Я, честно сказать, готовился увидеть избушку на курьих ножках. Но нет, домик весьма ничего себе, аккуратненький, свежевыкрашенный, зеленый, за сетчатой оградой. Уютно лепится задней стеной к высоченному холму, над трубой дымок вьется, слева будка, собака на цепи бегает, лает. Около дома люди топчутся. И вид у них такой, что меня сразу тоска взяла. Господи, застонало в душе, куда меня занесло?
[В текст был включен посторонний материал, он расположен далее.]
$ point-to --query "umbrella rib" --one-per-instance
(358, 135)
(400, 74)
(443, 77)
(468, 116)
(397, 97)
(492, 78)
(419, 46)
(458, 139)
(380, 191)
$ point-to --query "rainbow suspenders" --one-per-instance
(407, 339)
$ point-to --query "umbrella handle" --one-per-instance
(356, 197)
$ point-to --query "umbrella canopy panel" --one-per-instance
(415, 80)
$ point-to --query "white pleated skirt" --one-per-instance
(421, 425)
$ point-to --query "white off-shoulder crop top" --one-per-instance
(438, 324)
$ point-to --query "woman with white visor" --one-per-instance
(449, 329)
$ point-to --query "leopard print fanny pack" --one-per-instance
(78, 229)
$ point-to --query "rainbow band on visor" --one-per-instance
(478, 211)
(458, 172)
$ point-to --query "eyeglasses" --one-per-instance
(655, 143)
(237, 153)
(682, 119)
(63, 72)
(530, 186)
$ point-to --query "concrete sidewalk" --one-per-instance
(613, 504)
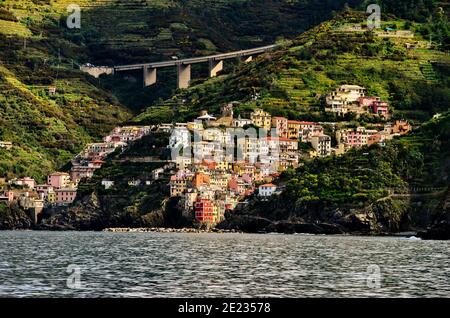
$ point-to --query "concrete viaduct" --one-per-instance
(183, 66)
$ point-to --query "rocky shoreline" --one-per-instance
(168, 230)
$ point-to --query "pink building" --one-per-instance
(281, 125)
(375, 105)
(58, 180)
(65, 196)
(8, 196)
(26, 182)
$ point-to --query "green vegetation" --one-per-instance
(38, 52)
(293, 80)
(367, 181)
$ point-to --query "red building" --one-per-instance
(204, 210)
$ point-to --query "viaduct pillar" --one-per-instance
(184, 75)
(215, 67)
(149, 76)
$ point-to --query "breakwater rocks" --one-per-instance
(166, 230)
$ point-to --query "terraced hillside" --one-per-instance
(292, 81)
(38, 53)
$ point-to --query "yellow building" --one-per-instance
(294, 128)
(261, 119)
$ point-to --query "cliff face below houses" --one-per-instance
(402, 187)
(440, 229)
(14, 218)
(136, 197)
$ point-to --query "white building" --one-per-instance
(267, 190)
(108, 184)
(322, 144)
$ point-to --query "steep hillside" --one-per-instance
(293, 80)
(374, 190)
(38, 53)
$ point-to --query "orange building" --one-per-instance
(204, 210)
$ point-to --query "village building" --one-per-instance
(322, 145)
(6, 145)
(65, 196)
(7, 197)
(241, 122)
(25, 182)
(204, 211)
(267, 190)
(59, 180)
(345, 99)
(261, 119)
(107, 184)
(281, 126)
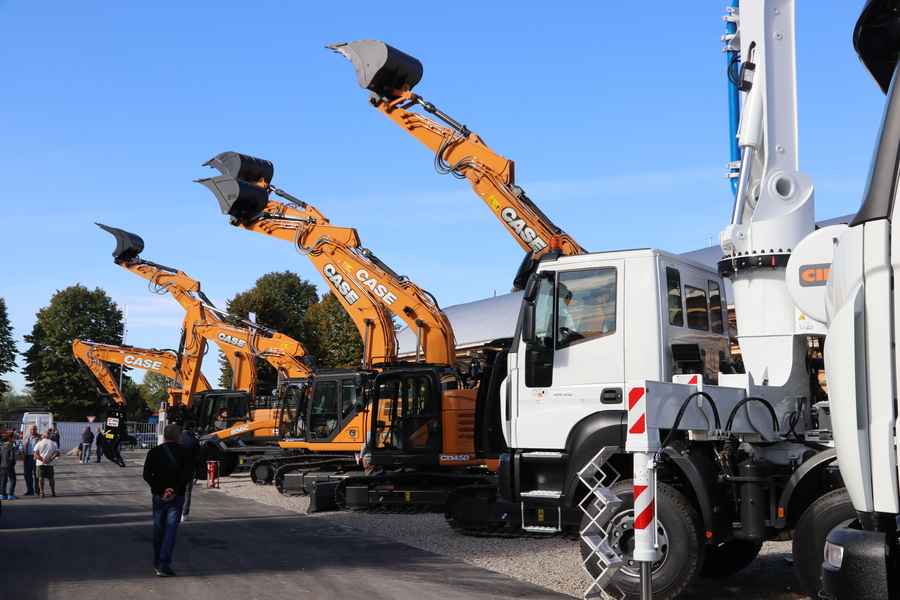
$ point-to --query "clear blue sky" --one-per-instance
(614, 113)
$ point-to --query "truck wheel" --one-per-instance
(681, 545)
(814, 525)
(729, 558)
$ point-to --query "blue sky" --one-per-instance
(614, 114)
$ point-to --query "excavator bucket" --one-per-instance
(237, 198)
(243, 167)
(128, 245)
(380, 68)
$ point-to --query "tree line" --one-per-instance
(55, 381)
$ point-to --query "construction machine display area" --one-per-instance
(620, 411)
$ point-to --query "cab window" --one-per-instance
(673, 285)
(717, 319)
(695, 300)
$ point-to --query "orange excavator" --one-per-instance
(390, 75)
(424, 408)
(232, 433)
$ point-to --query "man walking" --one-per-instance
(98, 437)
(45, 453)
(167, 469)
(87, 440)
(28, 444)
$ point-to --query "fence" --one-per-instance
(70, 433)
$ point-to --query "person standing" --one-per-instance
(87, 440)
(8, 466)
(45, 453)
(167, 470)
(99, 449)
(189, 440)
(28, 444)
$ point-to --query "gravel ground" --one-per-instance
(551, 563)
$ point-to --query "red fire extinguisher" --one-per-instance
(212, 473)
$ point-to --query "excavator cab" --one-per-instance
(408, 404)
(380, 68)
(128, 245)
(217, 410)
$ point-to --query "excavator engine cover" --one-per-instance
(128, 245)
(243, 167)
(380, 68)
(239, 199)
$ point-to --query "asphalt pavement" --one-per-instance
(95, 540)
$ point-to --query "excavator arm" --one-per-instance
(390, 75)
(203, 321)
(365, 285)
(115, 428)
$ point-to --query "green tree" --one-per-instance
(7, 347)
(280, 301)
(56, 379)
(155, 388)
(334, 334)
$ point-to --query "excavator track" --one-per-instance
(477, 510)
(337, 462)
(403, 492)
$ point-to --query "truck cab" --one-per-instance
(589, 324)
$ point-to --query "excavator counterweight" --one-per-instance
(128, 245)
(380, 68)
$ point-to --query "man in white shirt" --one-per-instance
(45, 453)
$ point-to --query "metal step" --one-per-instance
(549, 494)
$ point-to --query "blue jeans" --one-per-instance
(30, 477)
(166, 518)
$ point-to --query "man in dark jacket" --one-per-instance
(87, 440)
(189, 440)
(167, 469)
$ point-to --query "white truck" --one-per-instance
(862, 556)
(42, 419)
(726, 452)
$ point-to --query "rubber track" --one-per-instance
(370, 480)
(495, 530)
(319, 460)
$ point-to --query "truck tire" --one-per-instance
(729, 558)
(814, 525)
(682, 547)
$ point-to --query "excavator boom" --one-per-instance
(390, 75)
(365, 285)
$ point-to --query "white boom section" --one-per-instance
(774, 202)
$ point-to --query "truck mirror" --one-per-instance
(128, 245)
(528, 334)
(237, 198)
(526, 270)
(380, 68)
(243, 167)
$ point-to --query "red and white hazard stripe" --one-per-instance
(645, 541)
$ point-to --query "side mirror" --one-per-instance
(528, 334)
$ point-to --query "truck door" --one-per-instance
(571, 361)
Сашка сразу за телефон схватилась:
— Сейчас Марише позвоню, она нас проведет.
— Кому?
— Сестрице двоюродной. У нее тоже кое-какие способности есть, это у нас наследственное, бабка по отцу цыганка, так что сам понимаешь. Вот Мариша у бабули и учится, помогает лечебные составы делать, больных принимать. Почти каждый день тут бывает. Я, когда собираюсь приехать, заранее предупреждаю, чтобы в очереди не стоять. Видишь, сколько народу? У бабы Нюры всегда так.
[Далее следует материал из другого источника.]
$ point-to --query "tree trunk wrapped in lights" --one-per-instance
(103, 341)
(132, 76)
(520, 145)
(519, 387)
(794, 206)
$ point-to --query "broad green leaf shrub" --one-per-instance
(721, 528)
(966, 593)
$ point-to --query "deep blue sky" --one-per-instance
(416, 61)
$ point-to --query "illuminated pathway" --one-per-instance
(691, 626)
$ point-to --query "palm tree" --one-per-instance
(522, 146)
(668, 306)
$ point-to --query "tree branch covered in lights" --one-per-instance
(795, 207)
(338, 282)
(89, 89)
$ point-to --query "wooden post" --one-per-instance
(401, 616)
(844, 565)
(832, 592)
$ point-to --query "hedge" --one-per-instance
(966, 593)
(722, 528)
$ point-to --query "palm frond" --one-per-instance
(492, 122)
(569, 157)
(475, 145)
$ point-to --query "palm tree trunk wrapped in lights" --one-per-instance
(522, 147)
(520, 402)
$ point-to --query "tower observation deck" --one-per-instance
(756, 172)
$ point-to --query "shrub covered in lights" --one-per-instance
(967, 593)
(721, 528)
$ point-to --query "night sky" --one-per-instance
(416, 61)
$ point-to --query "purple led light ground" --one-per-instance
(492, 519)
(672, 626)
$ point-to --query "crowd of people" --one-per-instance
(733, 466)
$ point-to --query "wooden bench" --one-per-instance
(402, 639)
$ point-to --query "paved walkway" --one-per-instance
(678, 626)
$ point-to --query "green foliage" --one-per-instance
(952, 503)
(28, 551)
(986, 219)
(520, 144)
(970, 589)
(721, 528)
Ясно, ясно. Без блата и здесь никуда.
Дозвонилась Саня своей Марише, встала «избушка» к лесу задом, к нам передом, дверь отворилась, выпустив клуб густого пара, и мы вошли. В сенях было холодно и темно, из-под ног прыснули в разные стороны три черные кошки. Мы прошли дальше, в крохотную комнатку, правую половину которой занимала печка, а левую — бесчисленные иконы с горящими лампадками, под которыми стоял письменный стол, заваленный исписанными листами бумаги и фотографиями.
— Тут бабушка принимает, — пояснила Саня. — Сейчас она, наверное, в избе, чай пьет. Пойдем.
Мы прошли в горницу — именно это слово возникло в голове, — странное помещение, от пола до потолка заставленное по периметру трехлитровыми банками, пустыми, с медом и какими-то темными жидкостями, очевидно травяными настоями. На подоконниках, на полу стояли огромные алоэ в горшках, некоторые растения лежали на боку, истекая соком из надрезов в большие тазы. Середину комнаты занимал длинный стол, заставленный посудой и неопрятно заваленный едой. Вокруг стола сидели некие приближенные особы; все лица были повернуты к немолодой женщине в торце стола, — надо думать, бабе Нюре, действительно очень худой. Но только какая же она бабушка? Одежда, конечно, старушечья, деревенская, и на голове какой-то плат, но волосы не седые, а рыжие крашеные. Щеки, по крайней мере открытая их часть, довольно-таки гладкие и румяные, глаза яркие, блестящие. В общем, если и бабушка, то очень условная.